International Transgender Day of Visibility
International Transgender Day of Visibility (TDOV) is an annual event occurring on March 31 dedicated to celebrating transgender people and raising awareness of discrimination faced by transgender people worldwide, as well as a celebration of their contributions to society.
US-based transgender activist Rachel Crandall of Michigan found this day in 2009. It was a reaction to the lack of LGBT recognition of transgender people. Citing the frustration that the only well-known transgender-centered day was the Transgender Day of Remembrance. It mourned the murders of transgender people but did not acknowledge and celebrate living members of the transgender community. The first International Transgender Day of Visibility was on March 31, 2009. The U.S.-based youth advocacy organization Trans Student Educational Resources spearheaded since then. In 2014, activists observed this day across the world.
There has no doubt been an increase in visibility in recent years, with an estimated 37% of Americans personally knowing someone who is transgender. That is an impressive number considering that it may be an underestimation in that there are likely people that personally know a transgender person and are just unaware.
People created TDOV in reaction to the lack of LGBTQ+ days of recognition. Also, for the successes achieved by trans people. TDOV is a much-needed day of empowerment, celebrating the lives and achievements of our transgender and gender-expansive loved ones.
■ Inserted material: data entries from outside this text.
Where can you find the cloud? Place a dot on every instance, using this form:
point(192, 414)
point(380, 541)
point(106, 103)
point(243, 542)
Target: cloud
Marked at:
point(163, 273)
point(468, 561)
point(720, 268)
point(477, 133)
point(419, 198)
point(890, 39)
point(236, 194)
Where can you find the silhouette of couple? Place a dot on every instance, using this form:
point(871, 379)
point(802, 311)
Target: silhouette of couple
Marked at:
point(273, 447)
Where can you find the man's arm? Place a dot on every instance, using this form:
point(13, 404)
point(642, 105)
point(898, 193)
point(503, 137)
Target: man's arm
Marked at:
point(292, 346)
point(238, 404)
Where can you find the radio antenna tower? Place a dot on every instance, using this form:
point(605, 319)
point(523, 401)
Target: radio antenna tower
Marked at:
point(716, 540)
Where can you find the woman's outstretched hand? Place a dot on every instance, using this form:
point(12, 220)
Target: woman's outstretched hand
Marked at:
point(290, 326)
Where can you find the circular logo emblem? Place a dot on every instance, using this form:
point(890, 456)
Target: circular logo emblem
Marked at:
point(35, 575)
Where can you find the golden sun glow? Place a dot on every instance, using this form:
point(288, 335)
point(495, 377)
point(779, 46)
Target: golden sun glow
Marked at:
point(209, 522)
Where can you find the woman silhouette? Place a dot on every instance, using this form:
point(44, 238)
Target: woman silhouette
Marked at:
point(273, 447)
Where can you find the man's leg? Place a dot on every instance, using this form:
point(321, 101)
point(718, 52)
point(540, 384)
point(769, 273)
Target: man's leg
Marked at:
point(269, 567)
As trans allies, TDOV gives us a once-a-year opportunity to spread the word that #TransLivesMatter. However, as allies, we need always look for opportunities to hold space for our trans loved ones and celebrate and recognize their many accomplishments.
These people want nothing more than for you to see them as they know themselves to be. A peaceful fading into the background, just another man or woman walking past you in the grocery store, the epitome of: “Keep it moving. There’s nothing to see here folks”. They want to live their life as their authentic self. They got a different gender at birth be noticeable or noteworthy. Maybe that is at the heart of the difference. Perhaps that is what separates the visible from the invisible.